The same thing’s occurring when you bring applications together. The semantics of the interaction is a challenge. It’s very, very difficult across an enterprise to get a common understanding of what a customer is, is a great example. Because, this half has got these fields, and that half has got those fields, and maybe you can get some common fields of understanding, but there’s still all these differences that are in there.
A huge advantage that we have is XML. XML and XML Schema have allowed for at least the expression of what the data formats look like, even though that hasn’t helped with all the semantics. But it’s a good start. We don’t have to worry about parsing, we don’t have to worry about a lot of those details. But we still have a huge road ahead of us in terms of rationalizing how we understand the data across differently and independently designed applications.
This leads back to the SOA vs. SOP question. Being able to send a message is one challenge. It’s an entirely different challege to get a consistent idea of “customer” or “order” across your enterprise systems. Both challenges are important but distinct and are important to different levels of architect.

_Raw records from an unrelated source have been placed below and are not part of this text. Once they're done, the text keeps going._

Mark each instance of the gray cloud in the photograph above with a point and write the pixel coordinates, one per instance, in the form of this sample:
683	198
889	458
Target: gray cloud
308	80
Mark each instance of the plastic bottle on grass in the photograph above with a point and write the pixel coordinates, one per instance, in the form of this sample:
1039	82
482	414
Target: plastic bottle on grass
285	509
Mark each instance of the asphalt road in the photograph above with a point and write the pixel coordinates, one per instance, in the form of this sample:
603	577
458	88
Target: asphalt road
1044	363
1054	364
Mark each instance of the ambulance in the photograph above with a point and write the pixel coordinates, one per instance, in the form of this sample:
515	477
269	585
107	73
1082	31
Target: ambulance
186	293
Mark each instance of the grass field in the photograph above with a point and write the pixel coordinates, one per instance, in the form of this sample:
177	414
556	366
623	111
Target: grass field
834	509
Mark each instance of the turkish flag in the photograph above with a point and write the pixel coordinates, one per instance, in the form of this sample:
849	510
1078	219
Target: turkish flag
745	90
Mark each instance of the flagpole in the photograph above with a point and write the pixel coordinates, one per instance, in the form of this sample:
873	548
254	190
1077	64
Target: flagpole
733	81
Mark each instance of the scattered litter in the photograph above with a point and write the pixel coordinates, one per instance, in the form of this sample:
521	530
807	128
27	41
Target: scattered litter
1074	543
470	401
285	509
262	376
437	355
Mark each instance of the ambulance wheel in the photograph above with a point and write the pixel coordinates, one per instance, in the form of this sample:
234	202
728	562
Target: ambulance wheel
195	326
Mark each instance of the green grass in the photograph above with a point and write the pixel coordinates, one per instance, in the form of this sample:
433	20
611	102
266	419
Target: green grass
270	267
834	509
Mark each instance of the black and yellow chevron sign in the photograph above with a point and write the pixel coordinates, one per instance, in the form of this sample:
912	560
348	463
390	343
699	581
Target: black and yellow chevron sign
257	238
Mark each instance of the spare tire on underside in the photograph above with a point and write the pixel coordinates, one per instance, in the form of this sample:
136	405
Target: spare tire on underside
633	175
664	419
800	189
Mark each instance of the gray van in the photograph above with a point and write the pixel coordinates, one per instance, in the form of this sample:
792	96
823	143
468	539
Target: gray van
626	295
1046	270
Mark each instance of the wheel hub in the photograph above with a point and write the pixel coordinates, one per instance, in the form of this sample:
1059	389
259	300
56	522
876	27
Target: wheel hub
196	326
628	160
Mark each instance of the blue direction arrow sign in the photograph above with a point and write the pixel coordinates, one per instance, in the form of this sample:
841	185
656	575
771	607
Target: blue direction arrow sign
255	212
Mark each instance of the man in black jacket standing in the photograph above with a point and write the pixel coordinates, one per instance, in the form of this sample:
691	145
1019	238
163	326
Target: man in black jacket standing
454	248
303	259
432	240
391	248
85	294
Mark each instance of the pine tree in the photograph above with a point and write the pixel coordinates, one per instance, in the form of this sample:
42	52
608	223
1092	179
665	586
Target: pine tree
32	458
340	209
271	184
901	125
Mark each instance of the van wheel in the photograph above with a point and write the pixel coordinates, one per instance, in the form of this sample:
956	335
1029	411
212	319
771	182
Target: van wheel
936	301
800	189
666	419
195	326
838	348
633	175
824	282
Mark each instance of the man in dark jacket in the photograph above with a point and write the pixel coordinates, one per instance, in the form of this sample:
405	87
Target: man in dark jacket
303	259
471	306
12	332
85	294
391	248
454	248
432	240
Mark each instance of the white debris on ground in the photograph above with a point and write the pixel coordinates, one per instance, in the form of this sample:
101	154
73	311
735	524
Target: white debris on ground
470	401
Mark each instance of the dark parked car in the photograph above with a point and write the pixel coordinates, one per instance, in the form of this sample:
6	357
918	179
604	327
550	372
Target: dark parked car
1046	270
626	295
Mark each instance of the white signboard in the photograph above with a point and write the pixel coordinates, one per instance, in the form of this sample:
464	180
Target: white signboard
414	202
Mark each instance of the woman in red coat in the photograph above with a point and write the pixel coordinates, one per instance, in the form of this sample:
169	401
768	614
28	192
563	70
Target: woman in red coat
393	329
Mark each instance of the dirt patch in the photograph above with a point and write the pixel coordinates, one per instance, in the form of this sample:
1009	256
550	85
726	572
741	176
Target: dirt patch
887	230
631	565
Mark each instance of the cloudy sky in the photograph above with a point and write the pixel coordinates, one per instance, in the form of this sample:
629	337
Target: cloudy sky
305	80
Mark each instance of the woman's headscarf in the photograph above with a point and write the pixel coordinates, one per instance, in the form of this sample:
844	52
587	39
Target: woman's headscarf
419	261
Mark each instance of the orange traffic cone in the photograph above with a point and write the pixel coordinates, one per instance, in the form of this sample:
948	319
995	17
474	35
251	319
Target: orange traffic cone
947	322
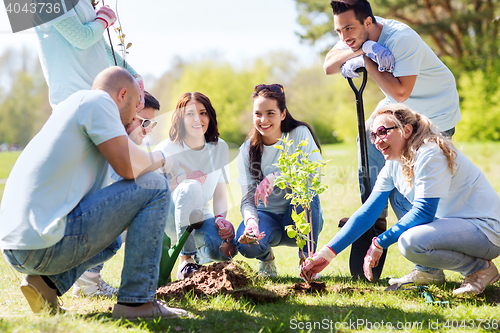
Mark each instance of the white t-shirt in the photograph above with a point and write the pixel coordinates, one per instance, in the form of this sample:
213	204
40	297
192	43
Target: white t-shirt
212	159
270	156
435	93
58	168
464	194
66	68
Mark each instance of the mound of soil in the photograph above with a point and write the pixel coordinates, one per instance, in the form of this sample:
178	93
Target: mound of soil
232	278
222	277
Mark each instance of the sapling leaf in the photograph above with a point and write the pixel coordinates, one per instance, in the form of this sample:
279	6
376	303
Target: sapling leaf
301	243
305	228
291	233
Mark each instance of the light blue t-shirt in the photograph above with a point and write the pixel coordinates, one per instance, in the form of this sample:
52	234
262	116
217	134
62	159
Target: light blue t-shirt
464	194
58	168
270	156
435	93
66	68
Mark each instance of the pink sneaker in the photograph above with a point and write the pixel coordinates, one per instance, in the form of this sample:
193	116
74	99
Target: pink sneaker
477	282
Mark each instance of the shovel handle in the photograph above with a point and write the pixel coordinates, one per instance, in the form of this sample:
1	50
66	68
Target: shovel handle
362	132
359	92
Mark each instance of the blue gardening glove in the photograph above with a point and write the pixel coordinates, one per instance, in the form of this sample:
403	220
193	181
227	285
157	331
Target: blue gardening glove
348	69
380	54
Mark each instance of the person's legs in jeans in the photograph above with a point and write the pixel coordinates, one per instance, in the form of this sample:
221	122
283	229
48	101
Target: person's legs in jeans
92	229
186	198
453	244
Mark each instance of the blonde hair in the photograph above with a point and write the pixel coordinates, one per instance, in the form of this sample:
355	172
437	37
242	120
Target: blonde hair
424	131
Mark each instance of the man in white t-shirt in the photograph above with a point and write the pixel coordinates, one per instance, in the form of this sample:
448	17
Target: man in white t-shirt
403	66
58	218
91	282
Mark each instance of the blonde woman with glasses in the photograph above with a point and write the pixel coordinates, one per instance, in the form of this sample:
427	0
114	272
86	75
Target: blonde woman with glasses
454	220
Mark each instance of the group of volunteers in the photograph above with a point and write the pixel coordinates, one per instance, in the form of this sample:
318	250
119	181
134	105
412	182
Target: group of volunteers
83	186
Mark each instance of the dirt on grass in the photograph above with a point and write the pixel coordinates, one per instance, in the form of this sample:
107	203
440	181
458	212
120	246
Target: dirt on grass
229	278
232	278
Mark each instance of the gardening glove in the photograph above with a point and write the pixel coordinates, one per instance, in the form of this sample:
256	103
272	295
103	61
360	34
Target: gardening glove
317	263
226	229
371	259
106	16
197	175
252	229
141	85
349	68
265	188
380	54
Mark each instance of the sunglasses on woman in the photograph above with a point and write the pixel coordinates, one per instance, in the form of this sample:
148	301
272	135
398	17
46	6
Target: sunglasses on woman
147	122
381	133
275	87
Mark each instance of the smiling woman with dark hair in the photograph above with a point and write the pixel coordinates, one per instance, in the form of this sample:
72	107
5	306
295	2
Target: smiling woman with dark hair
265	210
202	176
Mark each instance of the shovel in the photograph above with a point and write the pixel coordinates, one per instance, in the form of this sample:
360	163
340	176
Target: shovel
362	244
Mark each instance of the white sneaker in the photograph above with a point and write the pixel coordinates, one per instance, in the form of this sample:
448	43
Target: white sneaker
96	286
268	268
420	277
477	282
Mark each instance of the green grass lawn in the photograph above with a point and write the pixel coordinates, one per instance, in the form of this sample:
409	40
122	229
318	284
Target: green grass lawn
356	305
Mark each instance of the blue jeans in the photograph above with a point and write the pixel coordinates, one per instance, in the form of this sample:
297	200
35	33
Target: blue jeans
454	244
376	161
91	233
274	227
203	243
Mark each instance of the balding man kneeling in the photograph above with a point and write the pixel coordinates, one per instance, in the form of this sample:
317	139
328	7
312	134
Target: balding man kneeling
58	218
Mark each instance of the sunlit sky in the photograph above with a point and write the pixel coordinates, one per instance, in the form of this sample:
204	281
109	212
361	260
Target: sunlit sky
160	31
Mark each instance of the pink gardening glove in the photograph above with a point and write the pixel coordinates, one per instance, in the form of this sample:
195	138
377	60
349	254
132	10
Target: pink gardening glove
106	16
371	259
141	85
317	263
226	229
265	189
252	228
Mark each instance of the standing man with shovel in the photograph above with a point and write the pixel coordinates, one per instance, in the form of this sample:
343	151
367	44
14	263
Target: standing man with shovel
407	71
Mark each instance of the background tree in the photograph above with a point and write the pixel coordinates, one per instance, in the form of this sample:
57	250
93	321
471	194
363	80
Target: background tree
23	97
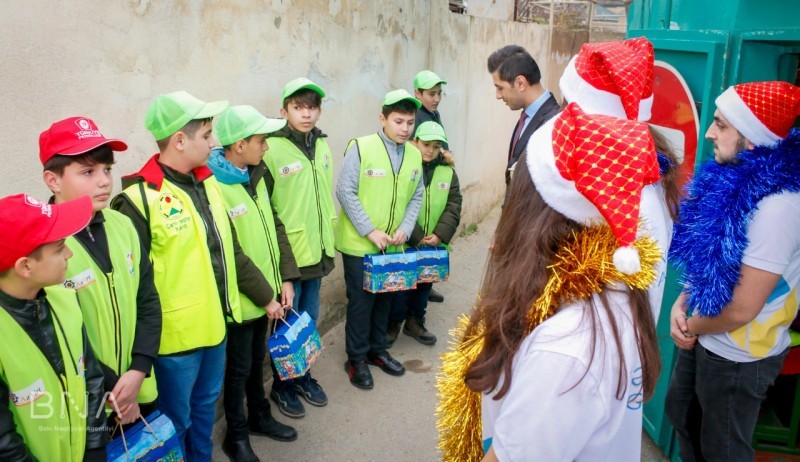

I also thought his best practice comments were facinating:
I would argue that the biggest best practice is pragmatism. Don’t do anything unless it makes financial sense.
Service-oriented architectures allow you to make whatever business choice fits. Because it talks about these being independent things, that can then hook together with others, using messaging, and using the sequences of messages that flow. That then takes the decisions of about what you bulldoze and you don’t bulldoze and puts it back where it should be: in the pragmatic business guy’s hands.
This leans heavy to towards Realist, but that doesn’t make it any less true.
SOA vs. SOP
Don pointed
out
to Goran that the Indigo definition of “a service is simply a program
that one interacts with via message exchanges.” Goran pointed
out
that that definition “really doesn’t highlight how it’ll help a
customer”. I think part of the reason they are both right is that they
are talking about different things. I would say Don is talking about
Service Oriented Programming where Goran is talking about Service
Oriented Architecture. This gets back to the levels of architecture that
I blogged
about.
Platform tools like Indigo are components used in systems. I’m guessing
the customer’s Goran mentioned are at the system-of-system level for
whom the messaging plumbing is below the abstraction level they care
about.
Of course, SO* buzzwords are thrown about with such frequency these
days it’s hard to keep track of the difference.